Descripción del proyecto
A growing body of experimental evidence suggests that animals, and in particular humans, are
capable of inferring knowledge about reality from uncertain or incomplete data in a way that
is, according to Bayes’ theorem, mathematically optimal [1, 2]. The case that the brain is, at
some level, a Bayesian inference machine was made much stronger when Ma et al. [3] recently
described a mechanism whereby a neural network could indeed store and manipulate
probability distributions – a mechanism that reduces Bayes’ theorem to a sum [4]. We shall
bring together tools and recent advances from in the fields of Complex Networks [5] and
Computational Neuroscience [6] with a view to: a) designing methods and algorithms for tasks
such as grammar inference or network routing; b) putting forward neural network models
which are capable of integrating Bayesian inference with other necessary brain functions, such
as working memory or information processing; and c) exploring, in greater detail, how
Bayesian inference could be carried out in realistic biological settings.
References
[1] M.O. Ernst, M.S. Banks, N. Models, and S. Thresholds, Humans integrate visual and haptic
information in a statistically optimal fashion, Nature, 415, 429-33 (2002).
[2] T. Yang and M.N. Shadlen, Probabilistic reasoning by neurons, Nature, 447, 1075-80 (2007).
[3] W.J. Ma, J.M. Beck, P.E. Latham, and A. Pouget, Bayesian inference with probabilistic
population codes, Nature Neurosci., 9, 1432-8 (2006).

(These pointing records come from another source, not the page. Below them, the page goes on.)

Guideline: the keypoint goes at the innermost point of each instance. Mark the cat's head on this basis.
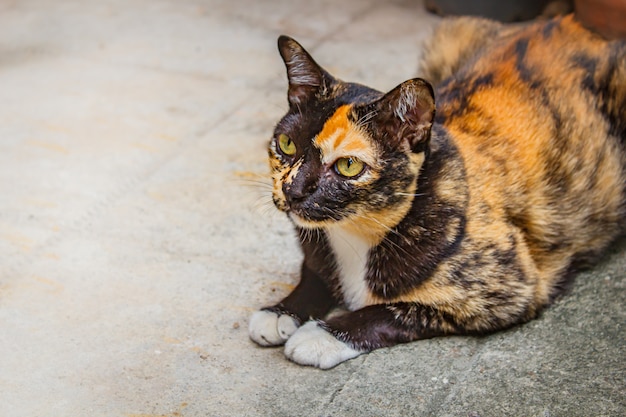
(345, 154)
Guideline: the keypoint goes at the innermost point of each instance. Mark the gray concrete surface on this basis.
(135, 240)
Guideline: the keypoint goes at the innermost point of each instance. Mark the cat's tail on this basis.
(454, 42)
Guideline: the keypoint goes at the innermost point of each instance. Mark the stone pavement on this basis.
(137, 233)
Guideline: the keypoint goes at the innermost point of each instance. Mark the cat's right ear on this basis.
(406, 114)
(306, 78)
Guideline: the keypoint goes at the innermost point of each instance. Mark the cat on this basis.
(464, 217)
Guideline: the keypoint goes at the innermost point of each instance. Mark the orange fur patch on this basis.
(341, 138)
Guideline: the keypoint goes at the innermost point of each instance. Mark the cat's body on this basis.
(465, 222)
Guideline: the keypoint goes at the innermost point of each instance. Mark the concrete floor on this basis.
(135, 243)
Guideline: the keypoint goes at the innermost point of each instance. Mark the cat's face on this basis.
(344, 153)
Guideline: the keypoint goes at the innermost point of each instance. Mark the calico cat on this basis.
(461, 219)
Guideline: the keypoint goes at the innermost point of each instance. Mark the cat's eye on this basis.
(349, 166)
(286, 145)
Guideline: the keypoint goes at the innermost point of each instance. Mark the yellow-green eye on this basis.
(286, 145)
(349, 167)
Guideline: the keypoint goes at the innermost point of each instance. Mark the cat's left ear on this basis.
(307, 79)
(406, 114)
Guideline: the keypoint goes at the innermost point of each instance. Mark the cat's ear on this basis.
(406, 113)
(306, 78)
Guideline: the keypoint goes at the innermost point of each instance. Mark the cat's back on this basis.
(539, 118)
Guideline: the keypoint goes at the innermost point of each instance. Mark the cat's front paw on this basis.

[4] J.M. Beck, W.J. Ma, R. Kiani, T. Hanks, A.K. Churchland, J. Roitman, M.N. Shadlen, P.E.
Latham, and A. Pouget, Probabilistic population codes for Bayesian decision making, Neuron,
60, 1142-52(2008).
[5] S. Johnson, J.J. Torres, J. Marro, and M.A. Muñoz, Entropic origin of disassortativity in
complex networks, Phys. Rev. Lett.., 104, 108702 (2010)
[6] S. Johnson, J. Marro, and J.J. Torres, Cluster Reverberation: a mechanism for robust working
memory without synaptic learning, submitted.